«Ездил помолиться к мощам св. Князя Александра Невского. Зашел к наместнику Лавры, архимандриту Исаи, был в Казанском соборе и в роте».
«Вчера два раза был в роте. Стараюсь исправить все, что не совсем в порядке, желая сдать роту в полном блеске. Завожу мраморную доску с именами всех командиров роты Его Величества, бывшей с основания полка, т. е. с 1730 г. и до 1797 гренадерскою, а потом до 1825 ротою Его Величества. Я счетом 27-й командир роты».
«Заказываю икону Св. Троицы в батальонную столовую в память моего трехмесячного заведования продовольствием первых четырех рот. Запасаюсь книгами и руководствами к командованию отдельной частью. Начал с книги Карцева. Читаю и историю Преображенского полка».
«За семейным обедом у Сергея Государь взглянул на меня… поднял стакан вина и проговорил: „Измайловский полк!“ За 7 лет службы в полку я ни разу не слыхал этого от Государя».
* * *Все эти дни у Константина болела голова. Волнения, суета, внимание петербургского общества. «Собою владеть ты умей, научиться пора хладнокровью…» Он только в стихах умел давать подобные советы. Сам был спокоен только внешне, все бури носил в сердце. «Оттого оно и не выдержало», — скажет через годы дочь Татьяна.
На фамильном царском обеде в Аничковом дворце всё семейство поздравляло Константина с почетным назначением. Когда встали из-за стола, Великий князь подошел поблагодарить Александра III за обед и за милость.
— Я рад, что это решено. Но сознайся, Костя, ты согласился не без борьбы?
Константин молча кивнул.
— И все-таки хорошо, что ты воспользовался случаем, а то Бог знает, когда еще ты дослужился бы до командования полком. — Государь улыбнулся улыбкой давнего друга молодости.
Что он имел в виду? Неумение Константина делать карьеру и его скромность? Или угадывал свою недолгую жизнь?
Незадолго до полуночи военный министр прислал приказ, которым Константин был произведен в полковники за отличие. Он явился на выход во дворец в густых эполетах, при шпорах. Государь поздравил и шутя сказал: «Ты теперь почти генерал и заважничаешь».

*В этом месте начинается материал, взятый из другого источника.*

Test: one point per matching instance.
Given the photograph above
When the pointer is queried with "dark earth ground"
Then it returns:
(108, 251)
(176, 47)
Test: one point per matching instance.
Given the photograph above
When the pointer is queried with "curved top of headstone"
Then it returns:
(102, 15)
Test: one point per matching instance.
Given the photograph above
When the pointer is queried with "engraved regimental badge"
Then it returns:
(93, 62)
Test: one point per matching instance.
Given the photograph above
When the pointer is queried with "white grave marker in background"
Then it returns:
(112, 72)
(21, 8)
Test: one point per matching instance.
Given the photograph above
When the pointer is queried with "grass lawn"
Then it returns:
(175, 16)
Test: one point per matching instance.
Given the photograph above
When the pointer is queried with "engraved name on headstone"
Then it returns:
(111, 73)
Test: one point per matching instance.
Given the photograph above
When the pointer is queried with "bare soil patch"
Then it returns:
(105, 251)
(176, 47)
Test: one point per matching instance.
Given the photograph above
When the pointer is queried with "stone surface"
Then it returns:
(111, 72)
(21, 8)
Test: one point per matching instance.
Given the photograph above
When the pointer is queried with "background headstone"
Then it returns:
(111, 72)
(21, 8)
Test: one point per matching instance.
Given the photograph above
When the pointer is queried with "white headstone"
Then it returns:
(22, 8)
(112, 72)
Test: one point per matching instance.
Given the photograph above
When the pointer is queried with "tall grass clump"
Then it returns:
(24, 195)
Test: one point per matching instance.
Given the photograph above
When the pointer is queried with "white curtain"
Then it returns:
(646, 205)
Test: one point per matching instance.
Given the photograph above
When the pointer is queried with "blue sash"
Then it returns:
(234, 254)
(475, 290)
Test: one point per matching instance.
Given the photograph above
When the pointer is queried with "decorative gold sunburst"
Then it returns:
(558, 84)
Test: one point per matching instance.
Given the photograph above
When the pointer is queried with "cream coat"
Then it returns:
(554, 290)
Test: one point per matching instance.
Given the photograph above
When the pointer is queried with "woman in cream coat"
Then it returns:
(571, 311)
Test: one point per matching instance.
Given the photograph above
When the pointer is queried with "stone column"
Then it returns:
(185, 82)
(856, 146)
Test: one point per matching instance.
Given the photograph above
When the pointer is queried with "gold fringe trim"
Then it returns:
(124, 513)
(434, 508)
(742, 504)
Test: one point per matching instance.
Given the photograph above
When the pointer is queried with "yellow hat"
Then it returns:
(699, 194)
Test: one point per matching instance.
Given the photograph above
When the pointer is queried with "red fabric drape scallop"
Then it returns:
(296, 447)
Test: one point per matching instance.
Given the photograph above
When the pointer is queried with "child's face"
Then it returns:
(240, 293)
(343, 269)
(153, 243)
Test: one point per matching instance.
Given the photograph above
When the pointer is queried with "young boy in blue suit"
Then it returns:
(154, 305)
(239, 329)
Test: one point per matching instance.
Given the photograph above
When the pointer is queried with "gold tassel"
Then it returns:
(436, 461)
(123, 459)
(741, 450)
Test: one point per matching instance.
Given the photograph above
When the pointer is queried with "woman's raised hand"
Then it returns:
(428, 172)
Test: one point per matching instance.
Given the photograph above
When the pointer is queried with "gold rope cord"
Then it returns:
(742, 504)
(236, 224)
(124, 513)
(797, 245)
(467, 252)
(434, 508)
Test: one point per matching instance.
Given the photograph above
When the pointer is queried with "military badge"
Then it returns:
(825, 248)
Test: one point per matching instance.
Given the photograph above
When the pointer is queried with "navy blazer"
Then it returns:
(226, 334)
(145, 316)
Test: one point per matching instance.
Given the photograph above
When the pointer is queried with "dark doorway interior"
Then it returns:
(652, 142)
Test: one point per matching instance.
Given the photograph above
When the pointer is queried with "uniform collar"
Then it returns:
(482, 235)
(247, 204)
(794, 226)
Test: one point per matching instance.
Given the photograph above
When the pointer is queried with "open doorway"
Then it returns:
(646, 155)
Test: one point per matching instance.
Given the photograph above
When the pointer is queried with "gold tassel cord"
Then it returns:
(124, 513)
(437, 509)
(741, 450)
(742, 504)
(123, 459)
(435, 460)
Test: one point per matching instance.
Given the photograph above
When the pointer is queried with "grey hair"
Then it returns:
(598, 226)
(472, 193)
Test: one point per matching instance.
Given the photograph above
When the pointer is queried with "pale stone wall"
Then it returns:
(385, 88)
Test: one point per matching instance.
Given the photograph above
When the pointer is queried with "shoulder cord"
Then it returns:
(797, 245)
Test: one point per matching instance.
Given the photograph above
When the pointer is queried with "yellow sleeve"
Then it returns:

Дагмара прикрыла улыбку шелком веера, а взгляд был мягким.
* * *«Петербург. Пасха. — Я более не ротный командир.
На душе у меня грустно. Пришло это в светлый праздник. Я упрекал себя, что недостаточно благодарен Богу за те счастливейшие 7 лет, что командовал Измайловской ротой…

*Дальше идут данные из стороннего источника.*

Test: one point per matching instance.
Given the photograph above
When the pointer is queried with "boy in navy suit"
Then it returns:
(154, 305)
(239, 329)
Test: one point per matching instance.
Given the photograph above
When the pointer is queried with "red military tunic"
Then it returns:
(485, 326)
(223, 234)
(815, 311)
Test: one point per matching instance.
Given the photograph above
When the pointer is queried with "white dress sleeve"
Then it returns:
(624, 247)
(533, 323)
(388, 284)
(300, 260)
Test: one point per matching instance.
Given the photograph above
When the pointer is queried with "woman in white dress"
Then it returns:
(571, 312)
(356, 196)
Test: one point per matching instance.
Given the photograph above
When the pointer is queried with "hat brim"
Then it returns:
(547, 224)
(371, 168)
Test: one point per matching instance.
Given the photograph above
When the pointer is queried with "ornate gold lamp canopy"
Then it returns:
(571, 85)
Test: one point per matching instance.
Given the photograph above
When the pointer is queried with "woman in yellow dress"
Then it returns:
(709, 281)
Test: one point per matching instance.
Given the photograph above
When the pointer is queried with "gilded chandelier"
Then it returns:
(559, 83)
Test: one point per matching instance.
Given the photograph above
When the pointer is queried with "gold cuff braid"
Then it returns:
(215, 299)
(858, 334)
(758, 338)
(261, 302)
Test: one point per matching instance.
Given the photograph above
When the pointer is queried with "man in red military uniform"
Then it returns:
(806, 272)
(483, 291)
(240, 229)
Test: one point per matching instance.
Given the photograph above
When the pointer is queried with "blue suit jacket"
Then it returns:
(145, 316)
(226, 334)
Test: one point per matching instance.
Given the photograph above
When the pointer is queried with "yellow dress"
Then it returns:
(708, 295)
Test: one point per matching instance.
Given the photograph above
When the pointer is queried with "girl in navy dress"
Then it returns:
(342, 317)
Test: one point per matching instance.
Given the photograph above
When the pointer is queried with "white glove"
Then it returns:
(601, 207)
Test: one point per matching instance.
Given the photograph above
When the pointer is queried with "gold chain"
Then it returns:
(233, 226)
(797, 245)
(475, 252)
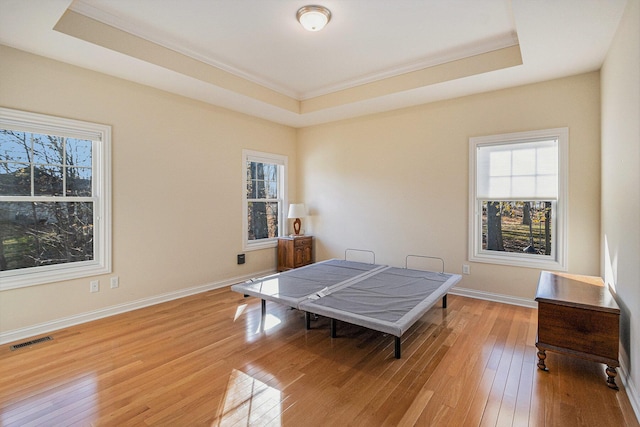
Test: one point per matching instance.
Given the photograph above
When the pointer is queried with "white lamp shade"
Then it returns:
(297, 210)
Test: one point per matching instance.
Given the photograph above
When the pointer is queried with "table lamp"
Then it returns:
(297, 211)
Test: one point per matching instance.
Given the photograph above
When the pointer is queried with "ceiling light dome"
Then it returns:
(313, 18)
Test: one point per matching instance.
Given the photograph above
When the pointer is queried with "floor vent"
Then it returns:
(28, 343)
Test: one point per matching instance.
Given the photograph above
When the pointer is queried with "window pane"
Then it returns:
(520, 227)
(37, 234)
(14, 146)
(15, 179)
(78, 152)
(262, 181)
(263, 220)
(78, 182)
(47, 180)
(47, 149)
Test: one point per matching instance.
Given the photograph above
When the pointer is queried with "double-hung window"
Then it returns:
(54, 199)
(518, 199)
(264, 198)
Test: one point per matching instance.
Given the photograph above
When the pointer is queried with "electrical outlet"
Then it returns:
(94, 286)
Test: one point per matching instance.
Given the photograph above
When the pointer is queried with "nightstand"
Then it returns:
(294, 252)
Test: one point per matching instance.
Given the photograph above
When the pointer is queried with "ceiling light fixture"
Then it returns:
(313, 18)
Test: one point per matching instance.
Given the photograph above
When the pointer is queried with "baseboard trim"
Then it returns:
(488, 296)
(65, 322)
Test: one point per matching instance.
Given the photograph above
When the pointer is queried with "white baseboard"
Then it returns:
(65, 322)
(630, 388)
(488, 296)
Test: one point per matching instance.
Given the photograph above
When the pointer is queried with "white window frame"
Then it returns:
(282, 162)
(101, 197)
(558, 259)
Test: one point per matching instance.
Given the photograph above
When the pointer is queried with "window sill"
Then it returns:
(265, 244)
(517, 260)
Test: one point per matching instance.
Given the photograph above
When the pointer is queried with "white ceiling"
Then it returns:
(254, 57)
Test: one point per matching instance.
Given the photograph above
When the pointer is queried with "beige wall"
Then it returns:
(621, 185)
(177, 185)
(397, 183)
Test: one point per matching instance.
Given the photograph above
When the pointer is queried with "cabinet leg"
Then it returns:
(611, 377)
(542, 355)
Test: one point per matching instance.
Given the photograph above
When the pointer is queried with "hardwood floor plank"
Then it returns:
(208, 360)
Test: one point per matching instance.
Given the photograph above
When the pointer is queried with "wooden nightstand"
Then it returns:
(294, 252)
(578, 316)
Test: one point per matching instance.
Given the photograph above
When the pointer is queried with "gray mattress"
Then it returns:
(378, 297)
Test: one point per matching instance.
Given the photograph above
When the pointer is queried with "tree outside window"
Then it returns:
(518, 195)
(54, 199)
(264, 198)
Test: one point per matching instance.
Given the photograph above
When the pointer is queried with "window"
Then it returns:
(264, 198)
(518, 199)
(54, 199)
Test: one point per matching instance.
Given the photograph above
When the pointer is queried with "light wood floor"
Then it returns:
(203, 360)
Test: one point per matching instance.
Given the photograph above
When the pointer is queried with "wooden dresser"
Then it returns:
(578, 316)
(294, 252)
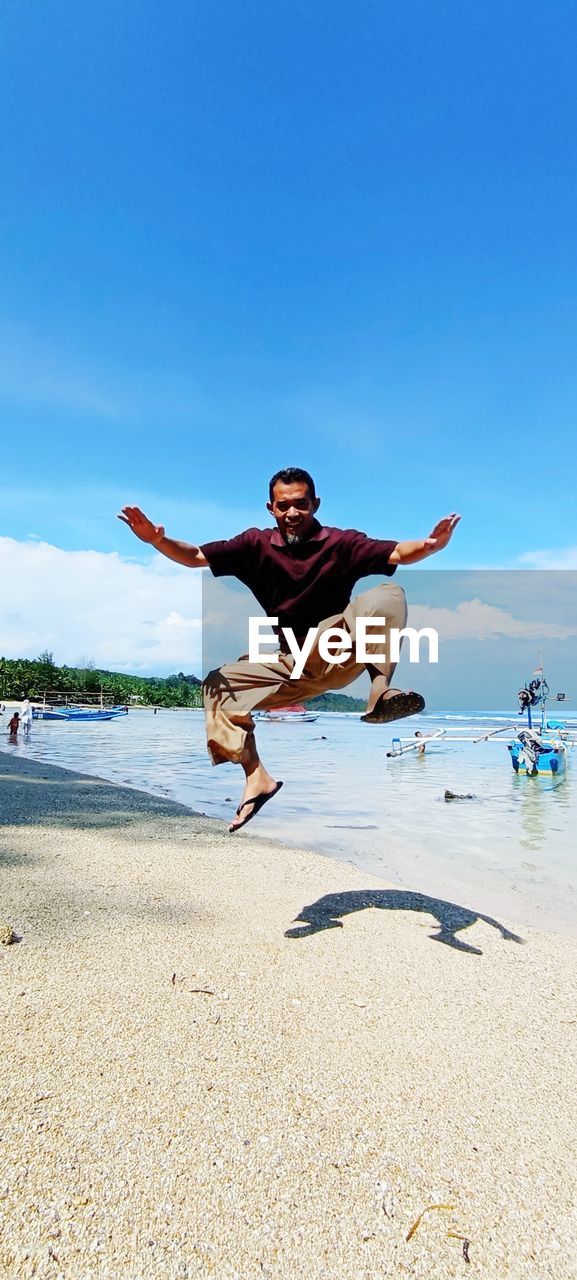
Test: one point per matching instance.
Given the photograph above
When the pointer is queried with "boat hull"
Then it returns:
(550, 762)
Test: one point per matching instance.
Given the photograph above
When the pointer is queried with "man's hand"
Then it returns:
(443, 533)
(141, 525)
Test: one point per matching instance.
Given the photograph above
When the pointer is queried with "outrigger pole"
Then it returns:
(421, 741)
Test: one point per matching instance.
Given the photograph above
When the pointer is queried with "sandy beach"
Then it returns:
(227, 1057)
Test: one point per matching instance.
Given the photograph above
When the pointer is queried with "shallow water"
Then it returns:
(511, 850)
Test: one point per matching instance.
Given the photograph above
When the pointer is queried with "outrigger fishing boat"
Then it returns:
(539, 749)
(296, 714)
(77, 713)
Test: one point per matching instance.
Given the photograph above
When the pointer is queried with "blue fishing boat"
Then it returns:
(78, 713)
(540, 746)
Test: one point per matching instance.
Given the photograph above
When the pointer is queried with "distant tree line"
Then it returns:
(31, 677)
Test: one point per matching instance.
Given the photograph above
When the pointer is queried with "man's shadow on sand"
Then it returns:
(325, 913)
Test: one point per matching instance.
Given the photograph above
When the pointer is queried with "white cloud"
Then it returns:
(474, 620)
(126, 616)
(564, 557)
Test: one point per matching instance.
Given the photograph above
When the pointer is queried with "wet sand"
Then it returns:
(227, 1057)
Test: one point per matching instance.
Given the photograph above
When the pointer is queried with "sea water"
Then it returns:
(508, 853)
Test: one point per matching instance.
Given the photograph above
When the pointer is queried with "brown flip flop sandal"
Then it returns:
(394, 705)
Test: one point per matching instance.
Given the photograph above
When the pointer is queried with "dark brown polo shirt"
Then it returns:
(300, 583)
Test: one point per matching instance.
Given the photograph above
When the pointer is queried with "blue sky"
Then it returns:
(245, 236)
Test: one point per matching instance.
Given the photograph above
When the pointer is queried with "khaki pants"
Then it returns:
(233, 691)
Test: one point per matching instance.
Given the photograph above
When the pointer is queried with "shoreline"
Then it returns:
(238, 1059)
(537, 891)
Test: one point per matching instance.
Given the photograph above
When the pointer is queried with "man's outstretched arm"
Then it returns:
(184, 553)
(412, 552)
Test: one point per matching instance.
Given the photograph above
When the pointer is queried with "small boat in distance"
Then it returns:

Люди выстроились в коридоре. Минкельде сказал, что хотя словами и нельзя выразить, что чувствуешь перед разлукой, но на прощанье хочется им благословить меня. Он вызвал Шапошникова. Вышел перед фронт Василий Александрович и заговорил: в руках у него была складная икона св. царя Константина и Николая-угодника, оббитая красным бархатом. Что он говорил — слово в слово не припомню, знаю только, что говорил хорошо, задушевно, со слезами в голосе. У меня тоже слезы выступили. Я велел людям зайти справа и слева и сам стал говорить… Потом с каждым поцеловался троекратно. Мне казалось, что я — словно покойник, и лежу в гробу, и что они один за другим подходят ко мне с последним целованием. Я сказал им: Христос с вами, — да только голос оборвался, и я окончательно заплакал».